This tutorial presents and explains the functionality of GRASS vector module v.generalize. This module implements generalization operators for GRASS vector maps. The topics covered in this tutorial are: simplification, smoothing, network generalization and displacement. For the basic introduction to these operators check the v.generalize man page, or for the exhausting introduction check McMaster and Shea (TODO: add reference).

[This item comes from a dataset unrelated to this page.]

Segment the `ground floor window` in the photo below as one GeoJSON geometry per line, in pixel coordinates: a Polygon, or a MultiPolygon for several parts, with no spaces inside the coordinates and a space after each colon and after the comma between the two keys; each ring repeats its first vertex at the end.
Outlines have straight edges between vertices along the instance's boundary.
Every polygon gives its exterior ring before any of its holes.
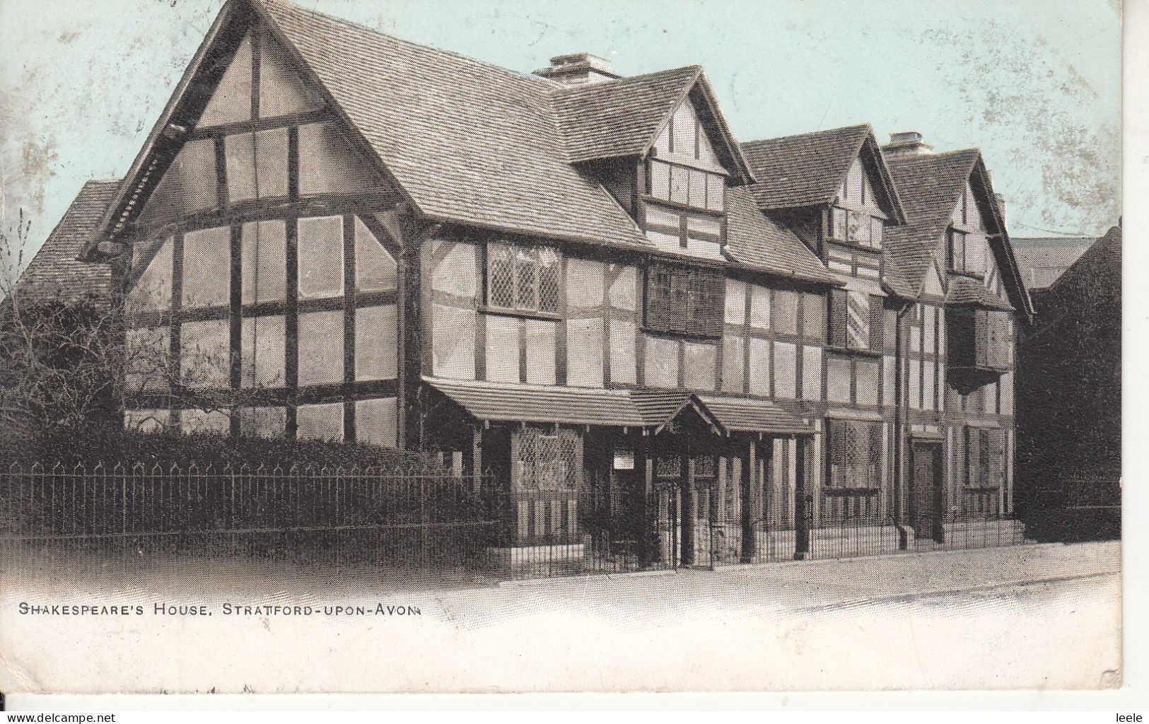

It is recommended to read the official man page before reading this document, or read these two documents at the same time since this tutorial does not contain the (detail) descriptions of input parameters whereas the man page has very few examples and no pictures at all. (Even the author of module and both of the documents must have consult the man page several times....) This document is also meant to be a "report" showing the work done during the Google Summer of Code 2007.


Most of the examples in this text work with Spearfish dataset, which can be downloaded here. Also, this tutorial assumes that the user is already running GRASS session with the Spearfish location and a monitor opened. Also, if you click on any picture here, it will be shown in its full size.

All the algorithms presented in this document (try to) preserve the topology of the input maps. This means, for example, that the smoothing and simplification methods never remove the first and last points of lines and that displacement preserves the junctions.

Simplification

v.generalize implements many simplification algorithms. The most widely used is Douglas-Peucker algorithm (TODO: reference). We can apply this algorithm to any vector map in the following way:

v.generalize input=roads output=roads_douglas method=douglas threshold=50

The explanation of the line above is following: Run v.generalize, apply Douglas-Peucker algorithm with threshold equals to 50 to the map roads and store the output in vector map output_douglas. The last output line produced by this module:

Number of vertices was reduced from 5468 to 2107[38%]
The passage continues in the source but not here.